I worked out an example usage case for the unit_vector variable type, but while it seems to sample and recover simulated parameters well, I tend to get divergence warnings. The scenario being modeled is one where you have noisy samples from a sine wave with a known rate but unknown phase, amplitude & noise:

data{
  int n;
  vector[n] y;
  vector[n] x;
  real<lower=0> rate ;
}
parameters{
  unit_vector[2] phase_helper;
  real<lower=0> amplitude;
  real<lower=0> noise;
}
transformed parameters{
  real phase = atan2(phase_helper[1],phase_helper[2]) ;
}
model{
  amplitude ~ weibull(2,2) ; 
  noise ~ normal(0,1) ; 
  y ~ normal( amplitude * sin( x*rate*2*pi()+phase ) , noise ) ;
}

And here’s R code to generate and sample the model:

library(rstan)
rstan_options(auto_write = TRUE)

n = 1e3
x = seq(0,10,length.out = n)
rate = .5
noise = .1
phase = pi/2
amplitude = 1

f = amplitude*sin(x*rate*2*pi+phase)
y = f + rnorm(n,0,noise)
plot(x,y,type='l')
lines(x,f,col='green',lwd=2)

post = rstan::stan(
  file = 'periodic.stan'
  , data = list(
    n = length(y)
    , x = x
    , y = y
    , rate = rate
  )
  , chains = 4
  , cores = 4 #set to the number of physical cores on your system
  , iter = 1e3
)

rstan::traceplot(post)

Examination of the pairs plot (below) reveals that the dependencies are between the phase-related variables, which I think is expected, so possibly the calculation of the divergence warning needs to be tweaked to avoid this false alarm?


Circular examples?
#2

I don’t think it’s ever safe to ignore the divergences.

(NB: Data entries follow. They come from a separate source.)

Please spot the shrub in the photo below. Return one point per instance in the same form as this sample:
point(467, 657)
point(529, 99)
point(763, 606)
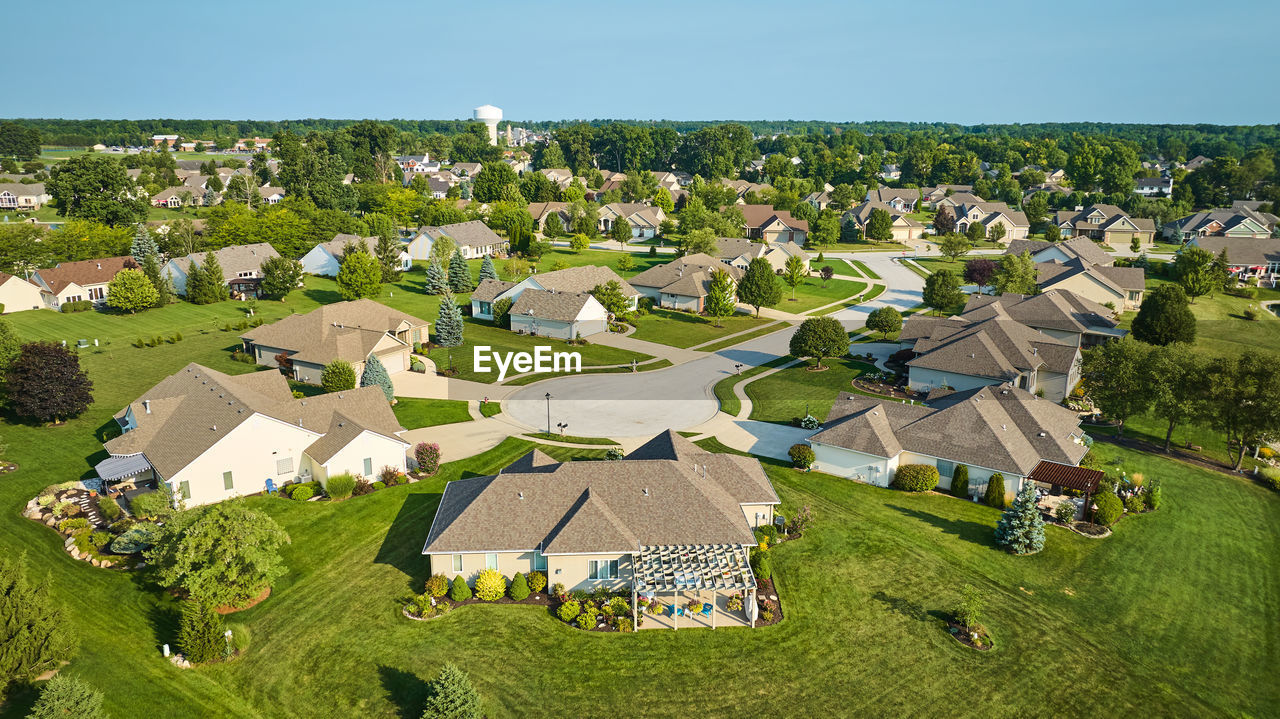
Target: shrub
point(341, 486)
point(960, 481)
point(428, 456)
point(109, 508)
point(1109, 509)
point(995, 494)
point(915, 477)
point(460, 591)
point(568, 610)
point(490, 586)
point(801, 456)
point(519, 589)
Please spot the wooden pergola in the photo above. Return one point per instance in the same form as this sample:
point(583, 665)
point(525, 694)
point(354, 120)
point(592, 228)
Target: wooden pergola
point(699, 567)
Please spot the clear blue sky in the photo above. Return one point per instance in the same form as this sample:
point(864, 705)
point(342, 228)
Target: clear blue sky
point(979, 62)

I’ve had bad luck with the unit_vectors before as well (in my case it was treedepth problems though – not divergences). You might get more information about what’s happening if you look at the unconstrained variables though (might be totally uninformative too haha). Section 19.3 in the 2.17.0 manual shows how to do it manually.

I think it’s fair to say there’s room for improvement in how rotations are handled in Stan.


#3

Those banana shaped dependencies are problematic. There’s no curvature or step size that makes sense there, so everything has to be very small step size to survive.

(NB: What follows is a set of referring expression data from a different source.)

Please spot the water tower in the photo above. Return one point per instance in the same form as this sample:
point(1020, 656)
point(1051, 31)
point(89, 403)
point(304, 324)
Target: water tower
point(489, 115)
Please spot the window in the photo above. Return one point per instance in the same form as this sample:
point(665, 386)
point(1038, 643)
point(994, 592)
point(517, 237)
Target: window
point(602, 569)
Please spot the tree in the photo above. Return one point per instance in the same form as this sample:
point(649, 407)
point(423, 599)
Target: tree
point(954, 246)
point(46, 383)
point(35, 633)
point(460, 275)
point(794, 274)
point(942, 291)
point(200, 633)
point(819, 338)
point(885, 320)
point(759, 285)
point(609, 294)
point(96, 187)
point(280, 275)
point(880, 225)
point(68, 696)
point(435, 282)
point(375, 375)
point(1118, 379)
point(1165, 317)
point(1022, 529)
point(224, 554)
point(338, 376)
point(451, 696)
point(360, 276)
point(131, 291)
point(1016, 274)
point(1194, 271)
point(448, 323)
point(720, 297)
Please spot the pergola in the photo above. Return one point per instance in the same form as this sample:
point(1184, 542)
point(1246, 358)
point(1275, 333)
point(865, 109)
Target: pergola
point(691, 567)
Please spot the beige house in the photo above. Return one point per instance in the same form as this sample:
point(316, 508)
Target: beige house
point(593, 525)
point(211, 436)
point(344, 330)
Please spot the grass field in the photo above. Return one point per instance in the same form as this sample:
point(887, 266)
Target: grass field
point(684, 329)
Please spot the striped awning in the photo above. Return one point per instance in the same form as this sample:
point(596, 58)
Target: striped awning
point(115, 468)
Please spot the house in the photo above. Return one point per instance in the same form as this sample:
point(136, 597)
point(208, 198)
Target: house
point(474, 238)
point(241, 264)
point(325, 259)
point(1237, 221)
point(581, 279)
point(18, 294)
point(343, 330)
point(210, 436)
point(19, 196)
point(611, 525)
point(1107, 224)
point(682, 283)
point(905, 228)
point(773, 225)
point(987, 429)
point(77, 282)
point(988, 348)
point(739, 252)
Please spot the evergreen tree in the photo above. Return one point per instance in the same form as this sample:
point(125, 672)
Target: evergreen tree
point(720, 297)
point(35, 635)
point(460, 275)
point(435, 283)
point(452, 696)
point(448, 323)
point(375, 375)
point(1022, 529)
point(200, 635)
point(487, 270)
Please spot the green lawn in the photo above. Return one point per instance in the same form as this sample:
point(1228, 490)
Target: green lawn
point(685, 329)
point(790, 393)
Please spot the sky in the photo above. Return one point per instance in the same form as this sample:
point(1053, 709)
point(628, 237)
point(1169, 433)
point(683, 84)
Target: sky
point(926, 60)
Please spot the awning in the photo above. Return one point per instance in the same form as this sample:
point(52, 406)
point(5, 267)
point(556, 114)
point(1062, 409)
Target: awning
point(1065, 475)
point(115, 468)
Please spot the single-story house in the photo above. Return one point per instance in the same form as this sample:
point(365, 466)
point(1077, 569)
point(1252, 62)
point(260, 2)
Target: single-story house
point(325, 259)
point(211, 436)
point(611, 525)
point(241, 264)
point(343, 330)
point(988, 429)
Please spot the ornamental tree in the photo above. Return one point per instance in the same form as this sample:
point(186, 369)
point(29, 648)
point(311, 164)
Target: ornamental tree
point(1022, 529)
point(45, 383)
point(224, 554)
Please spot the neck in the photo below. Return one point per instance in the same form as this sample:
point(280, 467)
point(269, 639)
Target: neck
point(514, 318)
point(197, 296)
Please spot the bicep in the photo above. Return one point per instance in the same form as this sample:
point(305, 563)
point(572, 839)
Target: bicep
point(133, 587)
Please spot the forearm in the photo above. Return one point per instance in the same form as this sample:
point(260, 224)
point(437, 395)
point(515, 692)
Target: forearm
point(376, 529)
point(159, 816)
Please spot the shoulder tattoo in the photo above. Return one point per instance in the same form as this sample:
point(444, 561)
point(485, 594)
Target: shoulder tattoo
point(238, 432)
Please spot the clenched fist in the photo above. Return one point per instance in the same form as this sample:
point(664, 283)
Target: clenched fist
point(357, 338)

It seems to be diverging all over the place. Are you sure the atan2 or mean for y aren’t having numerical problems?


#4

There was another thread about atan2 having discontinuous gradient, which might also explain divergences.


#5

I just was surprised to see divergences given that I thought this was the intended use of the unit_vector parameter type.


#6

Since phase_helper[1]^2 + phase_helper[2]^2 = 1 they’ll always trace out an arc of a circle in a pairs plot. Does that tell you anything about the posterior?

This works – make phase a parameter and don’t bound it. It must have a proper prior though, preferably one informative enough to keep the sampler from hopping modes.

data{
  int n;
  vector[n] y;
  vector[n] x;
  real<lower=0> rate ;
}
parameters{
  real phase;
  real<lower=0> amplitude;
  real<lower=0> noise;
}
model{
  phase ~ normal(pi()/2, 0.1);
  amplitude ~ weibull(2,2) ; 
  noise ~ normal(0,1) ; 
  y ~ normal( amplitude * sin( x*rate*2*pi()+phase ) , noise ) ;
}

This converges with no pathologies at all:

It even works if the prior is way off, with some bias in the posterior (input phase was pi):


#7

Unfortunately, for the scenario I imagined applying this (pulse-oximetry amidst high noise) I’m rarely going to be in a circumstance where I have any prior information on phase, since that depends on precisely when the recordings are started.


#8

It is. Parameters near each other in R^2 should be near each other on the circle (but not vice-versa).

We just haven’t experimented with it a lot.